7964
Lecture 3
Lecture 3 focuses on some basic methods of data analysis.
I. Analyzing Data
Now, let's think about some common questions that can be answered using quantitative
data.
- Often, we might be interested in how many individuals fall into one category versus
another. Are individuals equally divided across categories--or are they more
likely to be in one category than another?
This general question might lead to the following specific questions:
- What percentage of college students favor legalization of marijuana?
- What percentage of individuals (of a certain sex, race, and locality) have a
particular DNA genotype?
- What is the relationship between two variables--does the category into which
individuals fall for one variable depend on the value that they get for another variable?

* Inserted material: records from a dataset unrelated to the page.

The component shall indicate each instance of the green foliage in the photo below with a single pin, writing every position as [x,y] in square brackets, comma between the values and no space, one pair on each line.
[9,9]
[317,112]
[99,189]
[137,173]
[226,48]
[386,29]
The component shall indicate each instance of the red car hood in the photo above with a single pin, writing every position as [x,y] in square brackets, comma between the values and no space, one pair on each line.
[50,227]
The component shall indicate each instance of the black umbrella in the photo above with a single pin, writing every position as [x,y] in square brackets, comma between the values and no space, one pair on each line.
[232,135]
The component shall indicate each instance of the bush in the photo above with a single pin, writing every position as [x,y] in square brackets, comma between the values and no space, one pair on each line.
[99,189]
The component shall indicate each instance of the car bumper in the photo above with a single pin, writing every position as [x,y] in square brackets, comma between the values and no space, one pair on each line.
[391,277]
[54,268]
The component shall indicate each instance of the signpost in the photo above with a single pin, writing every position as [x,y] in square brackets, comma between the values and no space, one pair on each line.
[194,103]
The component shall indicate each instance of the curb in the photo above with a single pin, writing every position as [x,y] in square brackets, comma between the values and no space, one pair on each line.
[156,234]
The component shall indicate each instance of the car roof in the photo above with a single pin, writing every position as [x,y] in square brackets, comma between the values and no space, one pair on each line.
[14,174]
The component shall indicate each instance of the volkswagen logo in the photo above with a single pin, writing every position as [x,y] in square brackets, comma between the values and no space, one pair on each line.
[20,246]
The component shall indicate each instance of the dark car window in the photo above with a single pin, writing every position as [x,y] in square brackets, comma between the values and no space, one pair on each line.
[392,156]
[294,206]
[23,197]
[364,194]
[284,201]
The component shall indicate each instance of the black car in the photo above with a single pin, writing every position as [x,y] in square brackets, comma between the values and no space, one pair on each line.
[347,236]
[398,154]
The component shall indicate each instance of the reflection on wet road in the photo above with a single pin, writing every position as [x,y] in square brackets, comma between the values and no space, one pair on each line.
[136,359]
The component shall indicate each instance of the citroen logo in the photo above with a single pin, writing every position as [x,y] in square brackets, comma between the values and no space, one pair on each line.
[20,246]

This general question might lead to the following specific questions:
- What is the relationship between sex and partisan affiliation? Does partisan affiliation
depend on sex (that is, are women more likely to be Democrats?)
- What is the relationship between the likelihood of being charged with a particular
crime and income
(Note that neither of these questions tap into why these relationships may
exist--that is a matter of theory).
- How can we describe our data--in a way that will help us to understand individual
variables, and help us to understand the collection
of individual cases that we have?
- Specifically--what are the range of values on a variable? What is the average?
The median (or the value in the middle?)
II. Basic Data Analysis
- Here, we want to cover univariate statistics--that is, statistical measures
that focus on just one variable at a time.
One can think about measures of central tendancy--measures that give an idea
of the value that is at the "center" of a distribution of a variable. There are three
commonly used measures of "central tendency": the mean (or average), the median,
or the mode.
- The
mean or average is calculated by adding all of the values up, and dividing by
the number of cases. Means tend to be very sensitive to outliers--for example,
the average income of the 1985-1995 graduates of the UNC Department of Geography
is very, very high--over $200,000 a year, I believe. This, however, is because
(1) there are very few graduates of the UNC Geography Department and (2) Michael
Jordan is one of those graduates.
A related term is
expected value,
which can be thought of as a long-run average of a variable.
- The
median is the value in the middle--approximately half of the cases fall below
the median value of a variable, and half of the cases fall above the median value
of a variable. Medians tend to be less sensitive to outliers than means are.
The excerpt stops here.